3 years on | Family Saturdays (In conversation with Jordan Baines)

As the crowdfunding campaign to #SaveFamilySaturdays gets underway, we’re using this opportunity to reflect upon the last three years of running these free and inclusive arts workshops.

The sessions, which started in 2016, have provided over 3,000 children and families with the opportunity to get creative, developing new skills whilst spending quality time with their parents/guardians.

We’ve sat down with our workshop leaders, also practicing artists, to get to to grips with what makes these creative sessions so important to them, as well as the children and families who take part every week.




Jordan Baines has been leading the workshops since their conception, initially working alongside artist Alison Carlier during the Alexandra Reinhardt Memorial Award residency with engage. As well as being a workshop facilitator, Jordan also works as a Print Technician at the University of Portsmouth.

Jordan Baines has also donated artworks as rewards for pledges to our crowdfunding campaign. CLICK HERE to see what’s up for grabs - and how you can support these workshops.

Aspex (A) - Explain to us your role in Family Saturdays.

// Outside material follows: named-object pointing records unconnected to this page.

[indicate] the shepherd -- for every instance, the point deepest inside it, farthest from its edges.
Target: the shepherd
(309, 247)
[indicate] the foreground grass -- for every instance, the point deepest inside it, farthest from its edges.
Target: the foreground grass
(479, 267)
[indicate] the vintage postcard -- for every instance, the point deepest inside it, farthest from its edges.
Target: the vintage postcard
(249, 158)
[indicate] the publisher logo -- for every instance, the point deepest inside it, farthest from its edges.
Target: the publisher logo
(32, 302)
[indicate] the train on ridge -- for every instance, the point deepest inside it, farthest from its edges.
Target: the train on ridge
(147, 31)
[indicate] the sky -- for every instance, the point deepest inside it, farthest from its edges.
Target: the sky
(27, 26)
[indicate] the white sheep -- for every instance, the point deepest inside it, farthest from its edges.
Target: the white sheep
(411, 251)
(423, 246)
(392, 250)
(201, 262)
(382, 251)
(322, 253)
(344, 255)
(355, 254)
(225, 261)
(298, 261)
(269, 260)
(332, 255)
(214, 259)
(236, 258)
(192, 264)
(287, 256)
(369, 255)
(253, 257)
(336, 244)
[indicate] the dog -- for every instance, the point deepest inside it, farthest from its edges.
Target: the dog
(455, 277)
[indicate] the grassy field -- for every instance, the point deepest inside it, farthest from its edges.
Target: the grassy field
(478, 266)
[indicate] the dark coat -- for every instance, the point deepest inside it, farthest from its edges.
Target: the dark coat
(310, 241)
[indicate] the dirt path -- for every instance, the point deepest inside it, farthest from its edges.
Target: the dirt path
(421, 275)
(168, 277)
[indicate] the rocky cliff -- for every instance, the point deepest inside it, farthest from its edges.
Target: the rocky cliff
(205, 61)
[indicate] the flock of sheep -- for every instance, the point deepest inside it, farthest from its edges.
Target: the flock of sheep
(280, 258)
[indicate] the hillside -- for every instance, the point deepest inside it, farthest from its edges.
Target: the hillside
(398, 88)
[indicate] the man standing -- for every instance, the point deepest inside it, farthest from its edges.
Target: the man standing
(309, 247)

Workshop Leader (WL) – I am responsible for responding to an ever evolving exhibition programme through the means of participatory art and craft workshops for families in our community. I design and facilitate the workshops for families to enjoy and learn from.

A - Why did you originally get involved and what have you learnt from leading these sessions?

WL – I started getting involved with Aspex when studying for my Master’s Degree in Illustration at the University of Portsmouth. I enrolled myself on the New Educators programme as it was a platform that allowed me to gain valuable experience in a career path I wanted to explore. The role held as a New Educator allowed me to develop the appropriate skills and offer my services as a freelance workshop facilitator.

They taught me how to construct a workshop within a gallery setting and how to deliver one through several masterclasses from practicing artists. They invested in me, and now I can reinvest that knowledge and experience back into my current freelance role.

I have learnt many things working with Aspex, from social skills, working very closely with a variety of families right through to creative skills by planning and delivering the workshops. Every week I deliver a workshop I end up taking something away from it as each workshop is very different from the last.

A - What is your favourite part about your job?

Workshop Leader (WL) – There are so many favourite parts about this job. If I had to pick one, it would have to be the people. The people and families that come to Family Saturdays are really special to the programme. From Family Saturdays humble beginnings 3 years ago we have evolved into a large ‘Aspex Family’, in which I personally have created many friendships.

Working alongside children is always rewarding especially when creativity is thrown into the mix. Their imaginations are so vivid, the beauty of the work produced from the workshops are really wonderful and it is a pleasure to be a part of that process. I have come into this role to hopefully engage and inspire young children and their parents and carers to be more creative in whatever capacity they see fit and I do believe over that past three years we have achieved and this and continue to do so!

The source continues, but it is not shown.